Lors de l’arrivée de Mathieu, sans test ultrasons pour me contrarier, j’avais le pressentiment qu’il était une fille. Quand il s’est avéré de ne pas être une fille, je n’étais pas du tout déçue, j’étais contente, mais cela a pris un p’tit temps d’apprivoisement. J’ai donc eu l’impression, pendant les premières semaines de sa vie, de tomber progressivement plus profondément en amour avec lui, tout en constatant à quel point il était unique et différent de sa grande sœur.

Mathieu, qui n’a plus deux ans, et sa blonde Isabelle viennent d’accueillir un bébé à leur tour, un garçon qui s’appelle Laurent et qui promet d’être tout aussi merveilleux que ses parents. Et soyons clair – ce n’était pas mon p’tit chou de Mathieu qui a accouché, (contrairement à mon titre) mais c’est bien Isabelle qui a porté le bébé pendant neuf mois et qui a vécu dans son corps l’accouchement! Merci Isabelle! Toute la famille est content de l’accueillir et d’avoir l’opportunité d’apprendre à le connaître. Il est le premier d’une nouvelle génération. Déjà nous sommes collectivement gaga devant lui. Bienvenue Laurent!

Le sol bleu de Clara

Clara est une de mes élèves de piano. Elle a cinq ans et de grands yeux bleus. Elle commence seulement à lire et à écrire, mais elle est fière de connaître les notes de musique, do-ré-mi-fa-sol-la-si-do. Elle peut même les écrire si j’épelle les lettres une à la fois. « Mi » c’est « m–i », « fa » c’est « f–a » et ainsi de suite.

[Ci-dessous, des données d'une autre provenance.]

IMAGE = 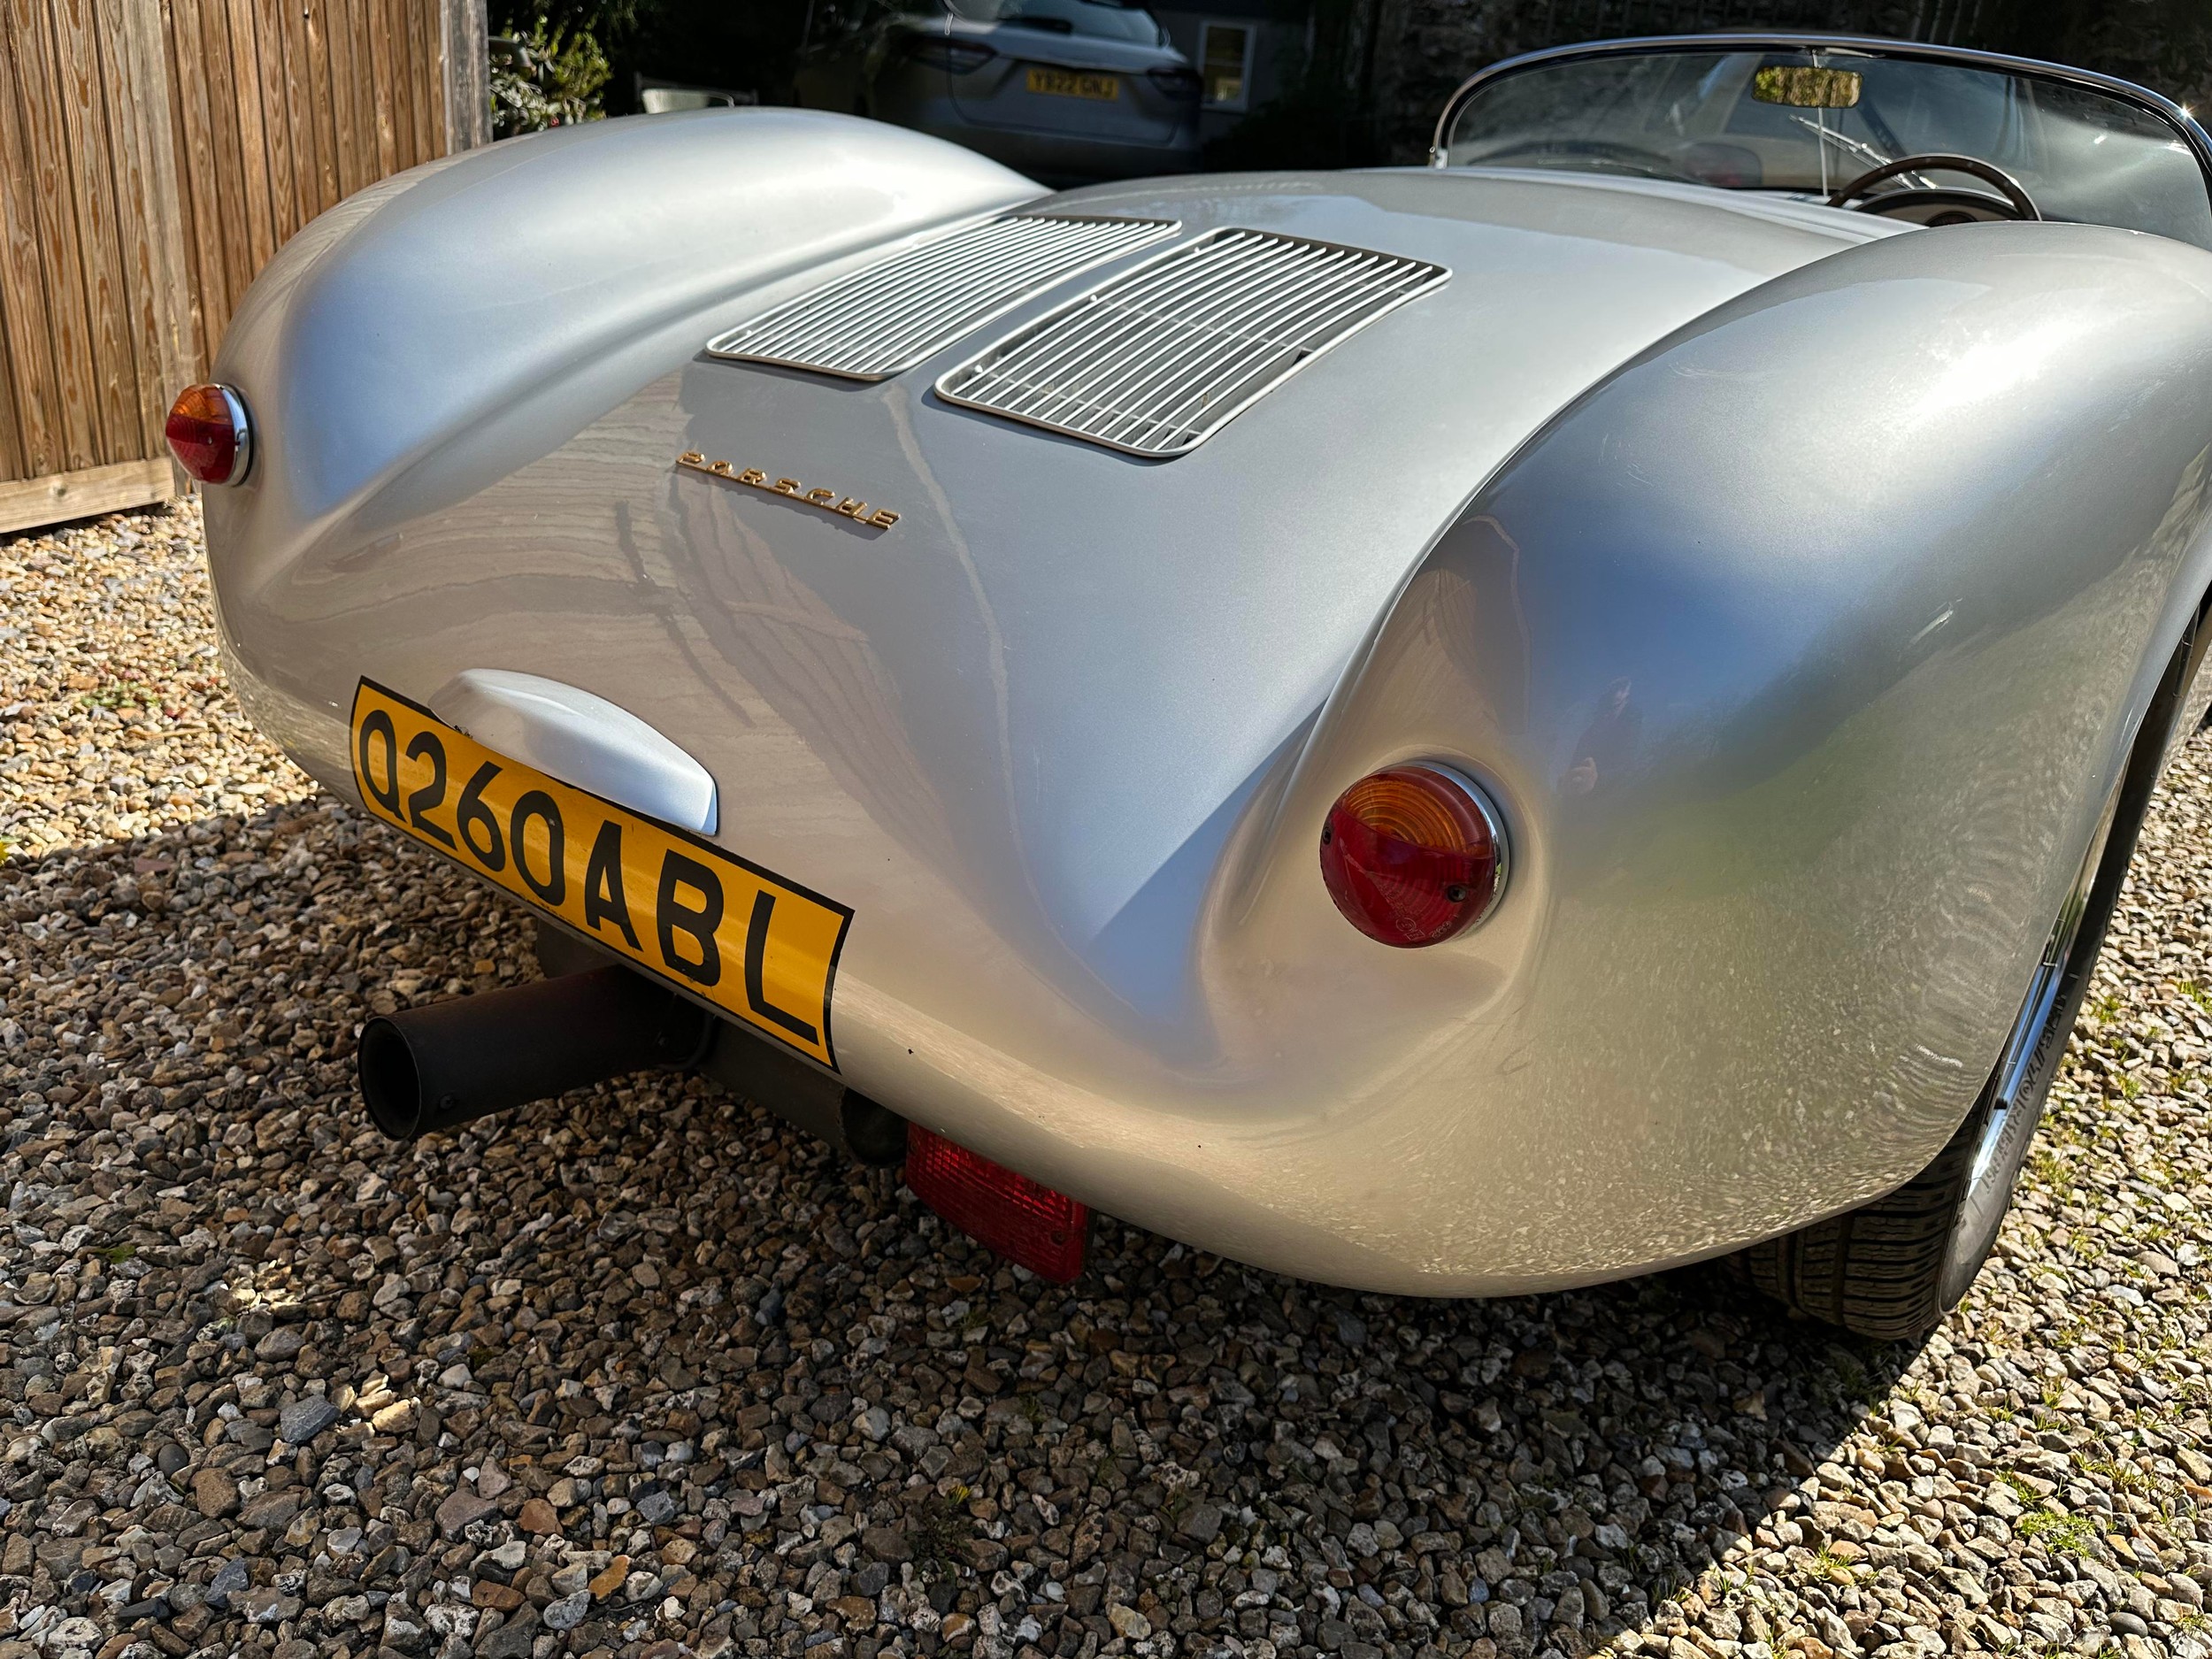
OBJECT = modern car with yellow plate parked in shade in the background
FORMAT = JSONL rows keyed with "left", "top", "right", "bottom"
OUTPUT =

Mon découragement face au confinement et au télétravail imposé par la pandémie m’ont poussé à échanger un emploi stable en administration pour des contrats de professeure de piano et de formatrice en ateliers d’art. Un retour à mes premières amours. Je rebâtis donc cette fondation sur laquelle on nous encourage rarement de faire carrière. C’est dans ces activités que je retrouve ma joie.

Parfois, enseigner le piano aux tout-petits me ramène à ma propre enfance. L’émerveillement de Clara, tellement contente de reconnaître la note « sol » sur la portée qu’elle trace ses lettres trois fois, me ramène tout à coup l’odeur du gazon fraîchement coupé. Je me revois assise devant le piano droit, chez nous, près de la porte qui mène dehors au lac. Je peux quasiment sentir le vent entrer par la fenêtre, et je revois sur les feuilles de musique le griffonnage de Mrs. Burton, ma professeure de piano avec le dos bien droit qui voulait toujours que je pratique davantage.

Mes élèves profiteraient sans doute de pratiquer davantage eux aussi. Pourtant, cela ne me dérange pas de me mettre à la recherche du « sol » cinquante fois avec quelqu’un, parce que c’est peut-être à la cinquante-et-unième fois que la note va rester soudée dans son esprit, lui permettant d’aller l’identifier avec confiance sur le clavier. En musique, ainsi que dans nos vies, la répétition peut faire place à l’épanouissement.